Se le figure sono vere, deve essere reale anche lo spazio nel quale si muovono. Per questo Masaccio ricorse alla rivoluzione della prospettiva. Che tra le sue mani perde tutta quella connotazione astratta e intellettualistica con cui ancor oggi viene studiata e interpretata. La prospettiva per Masaccio è un mezzo, non un fine. Un mezzo portentoso che spalanca spazi, che li rende profondi, e insieme li circoscrive. Insomma, fa dello spazio pittorico una continuazione di quello reale. Il primo assaggio lo aveva dato nel Trittico giovanile di San Giovenale, scoperto quarant’anni fa, e oggi conservato nella bellissima badia di San Pietro a Cascia, un piccolo borgo a pochi chilometri da Firenze. I quattro santi delle ante laterali, infatti, Masaccio li dipinse a fondo oro. Ma, grazie alla fuga prospettica del pavimento, quel fondo oro diventa un ambiente, uno spazio dentro il quale le figure sono accolte.
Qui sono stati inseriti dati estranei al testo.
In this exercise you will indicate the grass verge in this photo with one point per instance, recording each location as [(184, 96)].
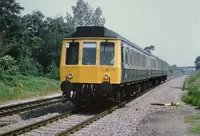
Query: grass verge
[(192, 96), (32, 87), (195, 121), (192, 84)]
Non è più il contorno che impreziosisce e trasferisce in un altro spazio, cioè in un altro mondo, i santi rappresentati.
Ma c’è di più. La prospettiva permette di ridurre all’osso le scene. Fa cadere come foglie secche e inutili gli arzigogoli, gli abbellimenti, le distrazioni decorative. Masaccio sfrutta appieno queste possibilità, perché la sua arte procede semplificando. Tutto deve essere chiaro, visibile, non ambiguo, svuotato di retorica. In una parola, deve esser facile. Facile da guardare e da assimilare nel cuore, come per lui era stato facile da dipingere. Anche Caravaggio, realizzando la Chiamata di Matteo nella cappella Contarelli a San Luigi de’ Francesi, avrebbe fatto tesoro di questa lezione. Il muro spoglio tagliato dalla luce, sullo sfondo, è uno dei brani più masacceschi della storia dell’arte: una cosa così non può non essere vera.
Come due secoli più tardi quella cappella di Caravaggio, così anche la Brancacci folgorò tutti i contemporanei. Vasari, nella sua vita di Masaccio, mette in fila una lunghissima serie di nomi di artisti arrivati a Firenze per guardare, cercare di capire. Sarebbe arrivato anche Michelangelo, che copiò, disegnandole, alcune figure; ci passò anche Leonardo, per natura così lontano da Masaccio, che però nel suo diario ci lascia un’annotazione di acutezza straordinaria. Scrive che la differenza tra quel pittore «scognominato Masaccio» e tutti gli altri, e non solo evidentemente quelli che l’avevano preceduto, era che tutti, al suo confronto, sembravano «affaticarsi invano».